Info
2007 - 2009
Under the title Play Out, over the coming two years the Netherlands Media Art Institute in Amsterdam will be making its own documentation collection and a part of the collections it administers available digitally. Together with research into uncompromised storage on hard discs, this will be made possible by the award of a grant from SenterNovem as part of the Digitizing with Policy (DmB) program.
After the necessary first wave of digitization in which the emphasis lay on digitizing and conserving media art works, it is now high time for the second wave of digitization, in which the accent will be on the consolidation of generated content and making it widely accessible. The most important motive for this is the potential created by digitization and the internet, which involves presentation, distribution and collection alike, and offers the possibility of reaching a world-wide audience.

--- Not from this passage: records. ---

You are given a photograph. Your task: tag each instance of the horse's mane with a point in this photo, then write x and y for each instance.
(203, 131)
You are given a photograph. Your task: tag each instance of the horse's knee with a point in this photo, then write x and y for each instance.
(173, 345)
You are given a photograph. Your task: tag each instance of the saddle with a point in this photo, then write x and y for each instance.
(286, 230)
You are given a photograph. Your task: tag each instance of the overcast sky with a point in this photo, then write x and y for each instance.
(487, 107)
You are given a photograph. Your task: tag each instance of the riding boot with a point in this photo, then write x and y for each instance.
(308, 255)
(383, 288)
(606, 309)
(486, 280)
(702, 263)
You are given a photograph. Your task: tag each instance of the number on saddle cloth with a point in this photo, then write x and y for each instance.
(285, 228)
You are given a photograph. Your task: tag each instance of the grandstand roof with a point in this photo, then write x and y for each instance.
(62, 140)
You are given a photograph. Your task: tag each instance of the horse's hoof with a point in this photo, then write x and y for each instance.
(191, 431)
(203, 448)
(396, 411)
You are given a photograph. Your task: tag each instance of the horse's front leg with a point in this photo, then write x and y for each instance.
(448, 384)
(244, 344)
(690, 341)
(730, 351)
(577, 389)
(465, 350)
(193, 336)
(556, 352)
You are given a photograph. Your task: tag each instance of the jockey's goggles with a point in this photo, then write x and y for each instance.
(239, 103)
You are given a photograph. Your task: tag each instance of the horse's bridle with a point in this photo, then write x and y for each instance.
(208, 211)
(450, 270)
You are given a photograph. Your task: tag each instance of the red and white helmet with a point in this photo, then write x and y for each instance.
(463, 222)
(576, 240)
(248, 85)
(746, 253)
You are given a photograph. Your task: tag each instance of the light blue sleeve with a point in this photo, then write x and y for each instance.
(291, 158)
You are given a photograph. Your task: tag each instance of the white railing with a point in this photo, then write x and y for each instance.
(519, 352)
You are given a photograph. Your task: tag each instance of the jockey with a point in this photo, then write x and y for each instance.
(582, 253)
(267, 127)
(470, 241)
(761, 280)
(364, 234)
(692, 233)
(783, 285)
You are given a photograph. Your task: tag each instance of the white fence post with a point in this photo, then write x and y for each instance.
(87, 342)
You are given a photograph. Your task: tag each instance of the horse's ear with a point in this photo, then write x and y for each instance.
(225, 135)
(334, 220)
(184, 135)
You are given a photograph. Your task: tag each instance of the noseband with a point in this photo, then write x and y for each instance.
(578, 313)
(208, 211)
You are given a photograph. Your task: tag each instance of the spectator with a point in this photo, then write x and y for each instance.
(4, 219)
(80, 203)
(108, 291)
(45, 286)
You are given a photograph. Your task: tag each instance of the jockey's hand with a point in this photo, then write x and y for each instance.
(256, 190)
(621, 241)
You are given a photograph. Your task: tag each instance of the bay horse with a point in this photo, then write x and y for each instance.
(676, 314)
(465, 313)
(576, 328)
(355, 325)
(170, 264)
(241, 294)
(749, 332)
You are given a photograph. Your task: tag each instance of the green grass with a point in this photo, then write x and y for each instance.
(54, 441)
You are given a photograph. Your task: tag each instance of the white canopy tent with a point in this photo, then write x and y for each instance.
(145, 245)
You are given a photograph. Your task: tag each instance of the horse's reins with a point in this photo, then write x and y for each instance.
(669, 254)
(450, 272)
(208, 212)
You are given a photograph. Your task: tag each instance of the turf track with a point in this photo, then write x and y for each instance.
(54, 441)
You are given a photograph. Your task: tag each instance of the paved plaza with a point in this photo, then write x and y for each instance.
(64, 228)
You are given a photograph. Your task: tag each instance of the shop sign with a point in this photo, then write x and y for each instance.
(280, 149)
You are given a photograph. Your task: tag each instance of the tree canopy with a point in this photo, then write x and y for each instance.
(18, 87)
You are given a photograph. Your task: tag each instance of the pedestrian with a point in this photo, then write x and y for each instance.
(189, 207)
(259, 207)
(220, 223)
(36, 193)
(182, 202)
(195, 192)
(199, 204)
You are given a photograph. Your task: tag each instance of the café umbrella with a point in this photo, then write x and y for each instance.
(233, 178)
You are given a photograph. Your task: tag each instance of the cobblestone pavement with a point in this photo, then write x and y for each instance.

Beginning in 2005, in the Content in Context project the Netherlands Media Art Institute placed its own collection of autonomous video art on a streaming server and developed a new database. This made the distribution collection available digitally in-house, where it can be viewed full screen. At the same time, the distribution collection went on line on the website http://catalogue.montevideo.nl. In addition to reading a description of the works, the visitor can view video fragments, and search titles, artists, date of creation and subjects via the internet.
The Netherlands Media Art Institute administers the largest video art collection in Europe, comprised of 1900 works by Dutch and international artists. According to research report by the Dutch Social and Cultural Planning Agency presented on December 13, 2006, the Netherlands Media Art Institute is one of the creative pioneers in the European Union in the development of innovative applications in making collections available digitally.
Through the subsidy as a part of the Digitizing with Policy program, the Netherlands Media Art Institute can take the next important steps in the process. The history of the Institute itself, including for instance its own productions and video recordings of interviews and exhibitions, will be conserved and made available digitally. But even more important is offering digital access to a number of important media art collections that are managed by the Institute, making these available to interested parties for research in our mediatheque, to the institutions involved, and openly accessible to the public via internet. We will begin with the collections of the ICN, de Appel, the Kröller-Müller Museum and the Groningen Museum. In addition the Netherlands Institute will carry out a technical pilot project for the following step in permanent and massive storage after Digital Betacam.
The accessibility of the collection of media art in The Netherlands will be substantially improved as a result of this project.